When building APIs for native apps, platforms can depend on a store review process to catch malicious apps. When designing for the web we have to be a lot more cautious about how APIs are designed to keep the user in control because anybody can create a website and we know there are a lot of malicious actors out there. Some kind of notification like you suggest might be part of a solution.

Given the potential privacy harms this isn't something the Working Group is currently putting effort into specifying.

Thanks for the reply, the reasoning you gave raises a lot of possible other questions and can be debunked but I guess the main point is you guys are withholding this functionality in the name of privacy...

clshortfuse commented 1 year ago

I've been writing fleet management/asset tracking applications for mobile since about 2010. We moved from Android to PWA about 7 years ago. I've somewhat resigned to not having the ability to track while the application isn't in the foreground. Once a driver moves to an external turn-by-turn navigator, we can still get some background going (text-to-speech, EventSource, and Audio playback), but not geolocation.

That said, it's disappointing there still isn't a consensus for legitimate usage of background geolocation.

@Tom333Trinity I've been using Wakelock to keep screen on. Are you saying we can keep background location too? I haven't seen it been possible, but I last tried a year or two ago. Last thing I was trying was keeping a Picture-In-Picture to keep the application "alive" and semi "onscreen" while they are on the Google Maps/Waze navigator.

Tom333Trinity commented 1 year ago

@clshortfuse No, sadly, background geolocation tracking is still not available on the Web.

What I am saying is that there are no insurmountable obstacles to it being introduced. I am also saying that the TravelManager stategy demonstrated by the https://richardmaher.github.io/Brotkrumen/TravelManager.html PWA proves this.

The UA is resposible for delivering appropriate Travel Events to the Service Worker for the subscribed page. I think it's about 7 years since I proposed this solution and to date no one has been able to fault it. All it needs is an appropriate permissions strategy.

marcoscaceres commented 10 months ago

you [folks] are withholding this functionality in the name of privacy...

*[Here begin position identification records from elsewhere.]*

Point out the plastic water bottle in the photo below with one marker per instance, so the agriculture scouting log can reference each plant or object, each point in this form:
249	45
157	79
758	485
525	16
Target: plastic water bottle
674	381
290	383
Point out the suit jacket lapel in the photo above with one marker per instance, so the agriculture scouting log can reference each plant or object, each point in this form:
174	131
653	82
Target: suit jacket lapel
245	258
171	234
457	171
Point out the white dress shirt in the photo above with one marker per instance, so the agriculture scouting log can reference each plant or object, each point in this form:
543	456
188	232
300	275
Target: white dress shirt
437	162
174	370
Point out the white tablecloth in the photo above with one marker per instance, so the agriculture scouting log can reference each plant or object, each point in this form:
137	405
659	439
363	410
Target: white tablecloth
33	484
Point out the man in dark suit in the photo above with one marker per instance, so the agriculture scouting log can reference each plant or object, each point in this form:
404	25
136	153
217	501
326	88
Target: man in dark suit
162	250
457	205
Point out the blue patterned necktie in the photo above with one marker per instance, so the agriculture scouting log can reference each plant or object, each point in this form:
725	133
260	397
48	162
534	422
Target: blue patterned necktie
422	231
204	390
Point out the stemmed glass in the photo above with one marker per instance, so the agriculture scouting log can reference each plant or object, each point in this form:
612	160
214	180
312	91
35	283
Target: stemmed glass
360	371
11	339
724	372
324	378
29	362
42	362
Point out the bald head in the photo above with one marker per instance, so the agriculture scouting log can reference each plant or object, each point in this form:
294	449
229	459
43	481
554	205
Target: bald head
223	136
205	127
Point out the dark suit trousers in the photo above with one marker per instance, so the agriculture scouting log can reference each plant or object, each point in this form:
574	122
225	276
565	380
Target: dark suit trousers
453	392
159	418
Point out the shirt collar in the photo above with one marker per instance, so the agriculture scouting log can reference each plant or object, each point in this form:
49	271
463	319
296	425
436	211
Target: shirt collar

I think this needs to be flipped: how can this be done without putting user's privacy at risk? It may not be possible to support this kind of functionality for regular browser tab style applications, but it may be possible to do something if the web application is "installed".

There's some precedence nowadays for APIs that are exclusively exposed if and only if an application is installed (e.g., badging API, some push implementations). I'm not proposing that this is feasible or will be acceptable to various privacy and security teams, but just that we need to consider alternatives.

At the same time, I would ask that folks don't propose solutions here (unless you are willing to sign Intellectual Property Rights commitments). If anything is going to happen it will likely happen through the WICG's incubation process.

See contributing new proposals.

marcoscaceres commented 10 months ago

(I move we close this as out of scope... again)

reillyeon commented 9 months ago

I agree, closing this as out of scope.

I want to recognize that there is a clear developer need here. The challenge, as Macros highlights, is proving that this can be done on the web without significant user harm. Making progress here requires buy-in from browser implementations who will be the ones implementing. So far it does not seem like any of them are willing to take the risk on this feature.

If you want to make a proposal I recommend following the WICG process. Background geolocation will likely require a separate API or at least significant modifications to this one so starting with a clean proposal is better.